Support Questions

benakaraj_karba · ‎03-06-2017

We have a 6 node cluster where in we are trying to read csv files into a dataframe and save into ORC table, this was taking longer time than expected. We initially thought there is a problem with csv library that we are using(spark.csv datasource by databricks) to validate this we just changed the output format to parquet, and we got nearly 10 times performance difference , below is the action where we are inserting into hive table.

DataFrame dataFrame = hiveContext.read().format("com.databricks.spark.csv") .schema(structType).option("dateFormat", "yyyyMMdd HH:mm:ss").option("delimiter", "\t").load(paths)

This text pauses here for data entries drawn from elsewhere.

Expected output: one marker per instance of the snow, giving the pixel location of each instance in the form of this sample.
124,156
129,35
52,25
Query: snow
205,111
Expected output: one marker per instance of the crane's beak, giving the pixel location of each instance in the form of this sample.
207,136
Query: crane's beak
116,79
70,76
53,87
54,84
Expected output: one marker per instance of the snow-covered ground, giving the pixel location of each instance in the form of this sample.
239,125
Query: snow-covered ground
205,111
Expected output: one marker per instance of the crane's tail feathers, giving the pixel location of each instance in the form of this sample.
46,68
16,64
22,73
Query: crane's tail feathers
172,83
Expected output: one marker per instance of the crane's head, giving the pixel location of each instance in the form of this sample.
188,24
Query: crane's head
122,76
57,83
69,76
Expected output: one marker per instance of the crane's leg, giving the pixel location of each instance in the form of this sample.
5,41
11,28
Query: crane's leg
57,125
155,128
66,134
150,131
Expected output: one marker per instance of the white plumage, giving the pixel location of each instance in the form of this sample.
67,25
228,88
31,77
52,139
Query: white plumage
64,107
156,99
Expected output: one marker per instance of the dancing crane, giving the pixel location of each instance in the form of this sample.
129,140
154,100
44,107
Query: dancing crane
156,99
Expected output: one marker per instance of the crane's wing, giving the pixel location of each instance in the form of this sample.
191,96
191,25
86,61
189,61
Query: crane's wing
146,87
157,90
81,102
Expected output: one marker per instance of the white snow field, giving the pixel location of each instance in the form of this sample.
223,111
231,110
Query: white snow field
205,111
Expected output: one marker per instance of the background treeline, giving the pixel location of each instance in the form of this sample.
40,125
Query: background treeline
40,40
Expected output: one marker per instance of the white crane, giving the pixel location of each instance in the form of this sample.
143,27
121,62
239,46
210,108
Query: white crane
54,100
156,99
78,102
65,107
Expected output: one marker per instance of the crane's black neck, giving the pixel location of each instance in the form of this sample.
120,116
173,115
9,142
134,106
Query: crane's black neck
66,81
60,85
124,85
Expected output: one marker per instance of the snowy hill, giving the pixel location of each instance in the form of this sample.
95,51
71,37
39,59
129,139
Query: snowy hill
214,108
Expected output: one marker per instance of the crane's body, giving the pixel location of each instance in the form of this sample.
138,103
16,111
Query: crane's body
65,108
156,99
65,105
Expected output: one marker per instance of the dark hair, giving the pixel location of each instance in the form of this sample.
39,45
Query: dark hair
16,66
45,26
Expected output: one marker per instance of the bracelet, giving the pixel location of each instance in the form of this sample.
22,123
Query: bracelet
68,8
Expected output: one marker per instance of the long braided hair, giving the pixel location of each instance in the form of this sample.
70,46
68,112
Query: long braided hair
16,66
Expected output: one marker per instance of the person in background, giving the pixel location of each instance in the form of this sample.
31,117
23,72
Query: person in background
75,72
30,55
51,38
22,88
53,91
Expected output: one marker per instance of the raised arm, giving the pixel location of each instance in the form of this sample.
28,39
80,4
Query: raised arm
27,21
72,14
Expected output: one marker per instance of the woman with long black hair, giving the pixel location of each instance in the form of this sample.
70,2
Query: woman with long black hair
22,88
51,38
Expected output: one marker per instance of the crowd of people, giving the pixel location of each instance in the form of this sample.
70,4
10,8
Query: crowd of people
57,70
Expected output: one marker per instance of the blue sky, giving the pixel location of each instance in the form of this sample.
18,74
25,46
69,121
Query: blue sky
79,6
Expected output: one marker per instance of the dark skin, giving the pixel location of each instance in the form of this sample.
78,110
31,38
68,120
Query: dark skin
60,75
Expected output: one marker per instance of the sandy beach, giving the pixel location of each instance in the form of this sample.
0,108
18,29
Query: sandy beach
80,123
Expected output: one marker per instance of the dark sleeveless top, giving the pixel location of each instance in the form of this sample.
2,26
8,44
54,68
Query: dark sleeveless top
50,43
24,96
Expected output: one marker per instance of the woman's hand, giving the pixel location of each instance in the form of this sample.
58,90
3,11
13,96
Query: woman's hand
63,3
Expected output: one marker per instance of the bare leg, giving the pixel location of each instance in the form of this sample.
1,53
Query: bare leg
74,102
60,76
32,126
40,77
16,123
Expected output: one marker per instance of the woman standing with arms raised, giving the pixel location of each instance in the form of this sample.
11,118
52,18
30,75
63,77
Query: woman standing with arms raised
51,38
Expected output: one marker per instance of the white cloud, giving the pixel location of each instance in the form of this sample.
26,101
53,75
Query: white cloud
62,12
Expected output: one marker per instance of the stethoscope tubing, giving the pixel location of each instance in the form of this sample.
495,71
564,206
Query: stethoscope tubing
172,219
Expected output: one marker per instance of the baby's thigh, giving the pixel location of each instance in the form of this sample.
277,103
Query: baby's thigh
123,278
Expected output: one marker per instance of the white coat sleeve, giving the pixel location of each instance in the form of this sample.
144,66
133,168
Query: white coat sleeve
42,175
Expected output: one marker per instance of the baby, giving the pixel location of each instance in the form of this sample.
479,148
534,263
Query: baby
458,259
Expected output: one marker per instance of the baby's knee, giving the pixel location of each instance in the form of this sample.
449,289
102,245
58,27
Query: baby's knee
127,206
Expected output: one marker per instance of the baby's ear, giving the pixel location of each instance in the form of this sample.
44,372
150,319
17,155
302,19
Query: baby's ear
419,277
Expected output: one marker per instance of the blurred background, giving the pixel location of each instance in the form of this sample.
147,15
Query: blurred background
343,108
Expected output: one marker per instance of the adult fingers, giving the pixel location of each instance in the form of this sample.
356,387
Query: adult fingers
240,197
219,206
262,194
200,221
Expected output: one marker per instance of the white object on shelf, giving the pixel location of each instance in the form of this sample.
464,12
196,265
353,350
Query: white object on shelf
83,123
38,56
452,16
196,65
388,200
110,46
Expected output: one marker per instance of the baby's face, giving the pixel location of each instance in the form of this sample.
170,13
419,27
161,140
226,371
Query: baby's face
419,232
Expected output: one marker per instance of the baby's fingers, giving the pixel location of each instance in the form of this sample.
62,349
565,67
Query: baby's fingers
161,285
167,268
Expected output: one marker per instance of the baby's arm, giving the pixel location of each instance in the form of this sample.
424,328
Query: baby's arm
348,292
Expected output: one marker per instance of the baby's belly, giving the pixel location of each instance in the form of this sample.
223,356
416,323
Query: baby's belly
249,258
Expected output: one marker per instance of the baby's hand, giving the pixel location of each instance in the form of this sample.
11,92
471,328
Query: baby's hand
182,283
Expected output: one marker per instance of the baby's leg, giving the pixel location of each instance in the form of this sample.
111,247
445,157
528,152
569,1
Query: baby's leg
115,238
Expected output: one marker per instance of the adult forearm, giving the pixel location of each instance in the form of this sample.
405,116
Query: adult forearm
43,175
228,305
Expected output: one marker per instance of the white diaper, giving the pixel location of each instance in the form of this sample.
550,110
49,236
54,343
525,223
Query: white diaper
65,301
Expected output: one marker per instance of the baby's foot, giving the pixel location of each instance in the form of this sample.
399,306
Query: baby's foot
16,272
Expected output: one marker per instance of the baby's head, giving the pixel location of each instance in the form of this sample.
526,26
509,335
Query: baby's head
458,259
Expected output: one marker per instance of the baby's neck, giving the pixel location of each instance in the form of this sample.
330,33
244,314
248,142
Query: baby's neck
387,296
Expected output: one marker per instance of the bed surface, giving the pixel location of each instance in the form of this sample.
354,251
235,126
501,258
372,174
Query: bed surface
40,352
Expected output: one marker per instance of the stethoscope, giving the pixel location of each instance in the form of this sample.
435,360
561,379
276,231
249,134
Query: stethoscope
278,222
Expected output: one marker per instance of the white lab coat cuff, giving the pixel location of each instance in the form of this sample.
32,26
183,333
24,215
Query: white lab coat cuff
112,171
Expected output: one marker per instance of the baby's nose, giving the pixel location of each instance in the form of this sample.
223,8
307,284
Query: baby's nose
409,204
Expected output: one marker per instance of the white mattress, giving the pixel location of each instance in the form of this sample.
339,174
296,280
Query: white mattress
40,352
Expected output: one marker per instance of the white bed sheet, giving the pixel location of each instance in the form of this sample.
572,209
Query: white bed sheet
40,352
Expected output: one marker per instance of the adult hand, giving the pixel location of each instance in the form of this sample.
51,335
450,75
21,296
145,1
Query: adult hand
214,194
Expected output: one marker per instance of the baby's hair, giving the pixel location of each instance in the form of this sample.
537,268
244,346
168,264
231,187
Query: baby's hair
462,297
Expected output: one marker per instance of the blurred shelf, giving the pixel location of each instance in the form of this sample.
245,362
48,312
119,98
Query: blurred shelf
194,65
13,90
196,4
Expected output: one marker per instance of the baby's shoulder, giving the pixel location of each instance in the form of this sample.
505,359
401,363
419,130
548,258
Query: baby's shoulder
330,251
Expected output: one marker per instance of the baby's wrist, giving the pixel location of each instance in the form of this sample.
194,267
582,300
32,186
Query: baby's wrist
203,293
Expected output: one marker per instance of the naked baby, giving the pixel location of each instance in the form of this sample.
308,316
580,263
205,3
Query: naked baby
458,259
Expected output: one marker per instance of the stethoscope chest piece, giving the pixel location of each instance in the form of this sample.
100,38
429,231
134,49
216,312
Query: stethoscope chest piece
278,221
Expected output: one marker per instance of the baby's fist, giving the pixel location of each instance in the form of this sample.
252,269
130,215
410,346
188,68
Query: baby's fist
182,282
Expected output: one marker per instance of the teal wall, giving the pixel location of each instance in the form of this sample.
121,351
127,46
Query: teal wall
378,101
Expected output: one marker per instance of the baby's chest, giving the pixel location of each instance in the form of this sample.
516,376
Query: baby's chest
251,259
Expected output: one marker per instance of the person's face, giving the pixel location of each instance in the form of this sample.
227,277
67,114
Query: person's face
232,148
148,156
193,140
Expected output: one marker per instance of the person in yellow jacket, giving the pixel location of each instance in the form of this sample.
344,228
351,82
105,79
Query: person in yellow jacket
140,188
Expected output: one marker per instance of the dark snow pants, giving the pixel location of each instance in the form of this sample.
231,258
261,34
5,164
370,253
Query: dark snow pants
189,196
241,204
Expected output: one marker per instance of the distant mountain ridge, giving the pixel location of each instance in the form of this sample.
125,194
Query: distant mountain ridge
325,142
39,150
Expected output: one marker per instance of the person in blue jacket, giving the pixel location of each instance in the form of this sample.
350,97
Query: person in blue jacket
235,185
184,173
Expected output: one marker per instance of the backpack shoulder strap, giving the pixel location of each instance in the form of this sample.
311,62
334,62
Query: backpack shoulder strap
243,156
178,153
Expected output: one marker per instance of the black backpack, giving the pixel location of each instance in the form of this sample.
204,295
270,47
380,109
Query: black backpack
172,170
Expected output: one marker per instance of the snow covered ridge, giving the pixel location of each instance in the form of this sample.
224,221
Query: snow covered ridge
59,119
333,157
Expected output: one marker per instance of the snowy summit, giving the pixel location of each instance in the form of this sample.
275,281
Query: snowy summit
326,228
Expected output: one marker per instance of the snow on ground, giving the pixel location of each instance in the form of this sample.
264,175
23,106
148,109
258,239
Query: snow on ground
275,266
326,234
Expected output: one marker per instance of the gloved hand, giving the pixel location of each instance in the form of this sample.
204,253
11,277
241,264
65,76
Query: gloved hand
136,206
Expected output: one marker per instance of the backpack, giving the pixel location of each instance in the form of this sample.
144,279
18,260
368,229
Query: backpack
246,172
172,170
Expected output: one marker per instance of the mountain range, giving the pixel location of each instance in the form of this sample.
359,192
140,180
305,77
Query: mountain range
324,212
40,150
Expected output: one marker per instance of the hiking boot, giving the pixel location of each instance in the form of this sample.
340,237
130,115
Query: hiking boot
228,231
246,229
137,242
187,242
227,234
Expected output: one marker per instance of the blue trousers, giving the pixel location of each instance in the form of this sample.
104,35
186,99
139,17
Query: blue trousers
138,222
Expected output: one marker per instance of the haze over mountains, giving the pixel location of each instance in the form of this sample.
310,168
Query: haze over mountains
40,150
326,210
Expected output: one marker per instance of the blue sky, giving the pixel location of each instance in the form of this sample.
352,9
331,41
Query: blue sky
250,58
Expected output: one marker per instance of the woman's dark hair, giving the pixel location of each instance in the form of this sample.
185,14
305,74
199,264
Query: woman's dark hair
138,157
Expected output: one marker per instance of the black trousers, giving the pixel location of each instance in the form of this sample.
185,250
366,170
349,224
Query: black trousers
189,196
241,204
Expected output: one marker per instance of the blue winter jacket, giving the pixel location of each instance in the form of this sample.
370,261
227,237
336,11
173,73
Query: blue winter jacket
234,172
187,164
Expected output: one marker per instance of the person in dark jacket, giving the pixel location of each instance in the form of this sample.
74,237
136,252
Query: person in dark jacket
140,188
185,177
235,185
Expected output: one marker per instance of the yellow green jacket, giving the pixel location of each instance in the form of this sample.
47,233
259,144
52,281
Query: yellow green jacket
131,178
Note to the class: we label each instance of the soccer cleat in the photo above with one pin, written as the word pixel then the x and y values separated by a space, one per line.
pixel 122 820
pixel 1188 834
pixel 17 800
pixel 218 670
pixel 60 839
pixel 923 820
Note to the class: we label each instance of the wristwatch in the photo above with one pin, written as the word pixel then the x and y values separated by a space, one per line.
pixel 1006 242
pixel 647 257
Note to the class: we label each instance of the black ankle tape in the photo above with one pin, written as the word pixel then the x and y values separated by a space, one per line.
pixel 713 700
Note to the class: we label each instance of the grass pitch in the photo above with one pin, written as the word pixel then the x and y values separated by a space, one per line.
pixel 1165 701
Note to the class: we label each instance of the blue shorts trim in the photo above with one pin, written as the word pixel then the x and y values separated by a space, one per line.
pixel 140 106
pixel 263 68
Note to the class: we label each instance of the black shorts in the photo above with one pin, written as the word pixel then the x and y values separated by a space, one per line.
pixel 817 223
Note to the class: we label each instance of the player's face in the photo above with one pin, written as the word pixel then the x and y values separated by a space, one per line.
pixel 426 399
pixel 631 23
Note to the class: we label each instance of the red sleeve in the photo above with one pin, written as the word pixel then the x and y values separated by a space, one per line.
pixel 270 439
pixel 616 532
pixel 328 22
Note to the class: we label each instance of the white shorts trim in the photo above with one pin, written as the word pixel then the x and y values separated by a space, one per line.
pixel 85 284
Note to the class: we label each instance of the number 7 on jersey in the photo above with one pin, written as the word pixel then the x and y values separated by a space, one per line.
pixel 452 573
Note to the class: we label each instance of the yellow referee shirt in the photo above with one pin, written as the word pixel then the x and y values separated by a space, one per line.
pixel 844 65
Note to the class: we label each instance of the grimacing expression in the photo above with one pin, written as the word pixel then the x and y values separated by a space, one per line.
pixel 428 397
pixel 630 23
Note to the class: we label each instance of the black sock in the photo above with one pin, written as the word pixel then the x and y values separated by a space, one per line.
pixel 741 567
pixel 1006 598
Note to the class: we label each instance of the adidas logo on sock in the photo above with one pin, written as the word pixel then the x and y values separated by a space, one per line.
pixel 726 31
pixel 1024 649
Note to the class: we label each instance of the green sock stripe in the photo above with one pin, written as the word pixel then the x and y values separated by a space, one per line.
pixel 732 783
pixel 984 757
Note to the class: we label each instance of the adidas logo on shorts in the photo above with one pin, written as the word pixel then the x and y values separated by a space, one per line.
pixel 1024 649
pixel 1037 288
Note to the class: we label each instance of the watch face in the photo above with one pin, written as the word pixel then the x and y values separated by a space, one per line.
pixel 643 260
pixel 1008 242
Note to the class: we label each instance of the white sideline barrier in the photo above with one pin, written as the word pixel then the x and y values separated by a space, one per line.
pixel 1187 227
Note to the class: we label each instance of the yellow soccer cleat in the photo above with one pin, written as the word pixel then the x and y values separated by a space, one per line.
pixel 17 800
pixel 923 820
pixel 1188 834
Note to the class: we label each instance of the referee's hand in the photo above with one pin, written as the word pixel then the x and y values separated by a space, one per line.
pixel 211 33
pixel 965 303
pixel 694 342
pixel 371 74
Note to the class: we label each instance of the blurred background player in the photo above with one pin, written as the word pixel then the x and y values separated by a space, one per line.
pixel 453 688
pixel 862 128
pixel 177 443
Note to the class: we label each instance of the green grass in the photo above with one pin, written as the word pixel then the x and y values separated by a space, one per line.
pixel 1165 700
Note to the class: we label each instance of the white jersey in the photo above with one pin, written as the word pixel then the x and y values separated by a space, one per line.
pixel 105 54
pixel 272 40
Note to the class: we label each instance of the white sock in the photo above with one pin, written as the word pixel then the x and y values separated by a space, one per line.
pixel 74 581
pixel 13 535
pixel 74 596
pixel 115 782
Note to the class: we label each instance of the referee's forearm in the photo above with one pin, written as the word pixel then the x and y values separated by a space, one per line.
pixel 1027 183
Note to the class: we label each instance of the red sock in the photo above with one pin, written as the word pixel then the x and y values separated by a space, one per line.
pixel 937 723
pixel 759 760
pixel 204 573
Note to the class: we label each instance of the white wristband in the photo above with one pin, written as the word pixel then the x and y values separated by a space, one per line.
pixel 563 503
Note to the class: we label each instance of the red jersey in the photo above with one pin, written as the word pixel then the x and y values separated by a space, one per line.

dataFrame.write().mode(SaveMode.Append).partitionBy(Constants.HIVE_PARTITION_COL) .insertInto(properties.HiveTableName);

We were able to load 15 million records to parquet table per minute however when we changed storage format to ORC performance drastically reduced to 2 million .

HDP Version 2.4.3

We are actually in a fix as we chose ORC as storage format for our platform ,Any help in figuring the problem here is appreciated .

Thanks in Adavance

bikas · ‎03-09-2017

Apache Spark has traditionally worked sub-optimally with ORC because ORC used to be inside Apache Hive and Apache Spark depends on a very old release of Hive 1.2.1 from mid-2015. We are working on figuring out how to best update Apache Spark's version of ORC either by upgrading Apache Spark's dependency to latest Apache Hive or depending for ORC from the new Apache ORC project.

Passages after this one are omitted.